Vleselijke lusten - Hoofdinhoud
Je kunt er maar beter niet te veel van eten, vlees. Slecht voor jezelf, slecht voor de beesten en slecht voor het milieu. Maar hoe minder het hoort, hoe minder het mag, hoe fouter vlees is, hoe meer zin ik er in krijg.
Vroeger hield ik niet zo van vlees. Vond het maar saai. Een balletje gehakt, een lappie biefstuk, een flinter gekookte ham. Neh, boooring. Ook zo jaren tachtig. Vooral omdat er alleen maar peper en zout bij werd geserveerd.
Alleen kip uit de pan of de oven mocht ik graag eten. En dan niet zo´n taai stukje kipfilet, dat nog steeds veel weg heeft van schoenzool, maar met bot, vel, in al haar heerlijkheid gaar en klaar gemaakt. De combinatiekip, dat is een kip die zowel inzetbaar is voor haar eieren als later haar dijen was het enige stukkie vlees dat ik bliefde. Ander vlees kon me gestolen worden. Deed mij maar een stukkie kaas.
Dat is nu dus anders. Waarschijnlijk omdat ik te vaak bij de Italiaan en de Fransoos heb gegeten. Mensen, wat kunnen ze onder de knoflookgrens toch goed overweg met dode dieren. Als een simpele smaakmaker verwerkt als spekje in een pasta, als braadstuk bij een vleugje groen, als langdurig gerookt worstje bij een glaasje, het kan niet op. En over. Als ik diep onder de knoflookgrens na een lange dag musea, vergaderen of fietsen aanschuif dan sla ik altijd stijl achterover over de liefdevolle wijze waarop ze dieren ook na hun dood behandelen.
Ik kan nu bij de slager jaloers naar kinderen staan te kijken die wel een plakje worst krijgen. Die leeftijd ben ik helaas ver voorbij, al kreeg ik soms op mijn achttiende nog wel eens een de vraag of ik een plakje worst bliefde, want ik zag er toen ook al acht jaar jonger uit dan ik was.
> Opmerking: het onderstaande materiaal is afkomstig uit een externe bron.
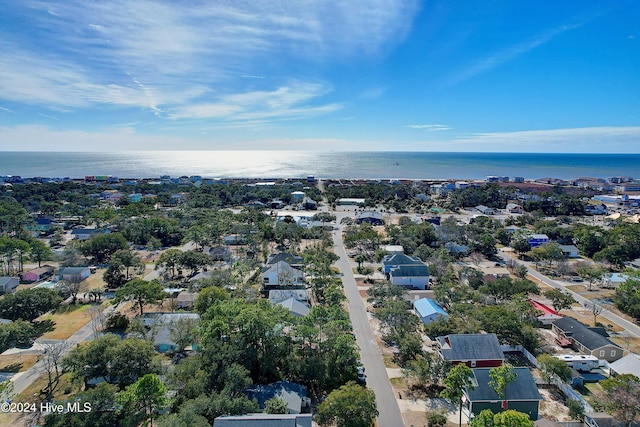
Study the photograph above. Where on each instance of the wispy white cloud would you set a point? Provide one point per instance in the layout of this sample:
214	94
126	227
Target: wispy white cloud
174	60
571	140
503	56
431	128
286	102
Bij Louman, dat is mijn slager in de Jordaan ligt alles ook nog eens appetijtelijk opgetast. Ik snap heel goed dat een vegetarier onpasselijk wordt van al dat dode leed. Maar ik als ontluikend carnivoor zie in al dat rood en roze fijne stoofschotels, braadstukken, diepgetrokken soepen en dikbelegde boterhammen. Mijn favoriet bij Louman is de Brabantse metworst. Een verse worst, licht gezouten en zowel smeuig als bijtbaar. Oh, wat zijn een paar stukjes lekker met een glaasje van het een of ander. Of uitgeprakt op een verse stevige boterham.
Als ik nu lees wat ik schrijf moet ik me diep schamen. Het is zo fout om zo veel van vlees te houden. Om me zo te verlustigen in de dood van een ander levend wezen. Maar hoe minder het mag, hoe meer ik moet. Het foutste is nog wel mijn recente voorliefde voor filet americain. De grachtengordelvariant van likkepot. Gemalen restvlees met mayonaise en liefst een paar peperkorrels erin. En dan bij het smeren direct uit het bakje ook nog een haal nemen met je mes.
Goed. Stoppen nu. Ik heb bekend. Ik houd van vlees. Ik consumeer. Vanavond heb ik voor mezelf een simpele pasta gekookt met louter tomaten, olie, knoflook en hier en daar wat groene kruiden. Absence makes the heart grow fonder. Als ik dat nou vier van de zeven dagen per week doe valt er nog te leven met de nakende neocalvinistische donderwolk van mijn nieuwe object van schuldgevoelens: vleselijke lusten.